A Samoan academic has questioned the debt trap diplomacy argument directed at China and described it as “one-sided and short-sighted”.

National University of Samoa (N.U.S.) lecturer and economist, Peniamina Muliaina, acknowledged that China’s presence in the Pacific islands has increased over the past two decades.

He said China’s presence is now more visible, especially after the establishment of the Belt and Road Initiative (B.R.I.), which has seen a number of Pacific island states including Samoa sign up to. 

But criticisms that China is trapping smaller island nations by giving loans they cannot repay are off the mark, says the academic.

“There is no denying that China’s influence in the Pacific has grown immensely, since the last 20 years and is more noticeable now since its Belt and Road initiative program began. 

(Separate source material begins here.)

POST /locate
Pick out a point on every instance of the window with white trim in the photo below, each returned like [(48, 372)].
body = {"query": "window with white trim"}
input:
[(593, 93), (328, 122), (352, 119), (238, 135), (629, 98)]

"China has been accused of trying to trap small economies by lending them loans they cannot pay,” he said. “The accusers are the US, Australia and other institutions which are concerned about China’s true intentions behind its program. The debt trap diplomacy argument in my opinion is both one-sided and short sighted.”

Mr Muliaina said critics of the loans made it look like China was the only party in the transaction and forced smaller economies to accept them, when other parties representing the various island states' national governments also made those choices.

“The accusers miss something here: Is it China or is it really the other parties that trap themselves in debt? It is my opinion that the Government must conduct a thorough analysis of our ability to pay before taking on offers from its trading partners. I refuse to believe that we don’t have the capability nor the skills and wisdom to make such an analysis,” he said. "If having great openness and with good intentions, the transactions and its conditions and its implications and that both parties understand the costs (and benefits) involved, with having thoroughly analyzed our ability to pay further debts, having carefully considered all the aspects of the deal, then it is not in my opinion a trap.”

Mr Muliaina said critics of China’s expansion in the region and its B.R.I. have not offered alternatives and having competition in local markets – in terms of accessibility to a variety of goods including Chinese-made products – is always good for customers. 

“Here are my questions on this issue: what are the alternatives and are we willing to take those alternatives? Are we willing to play martyr for our own selfishness? Competition can be cruel if you value something and that something is slipping away, but it is our own selfishness that can do more harm,” he said. 

“There is no denying that we are flooded by Chinese business and our local businesses just cannot compete. 

"Like the protectionist view when it comes to free trade, are we willing to protect the few and the expenses of the rest? Isn’t it selfish to try and protect our local businesses instead of letting the rest of Samoa have a gain income due to cheaper goods?"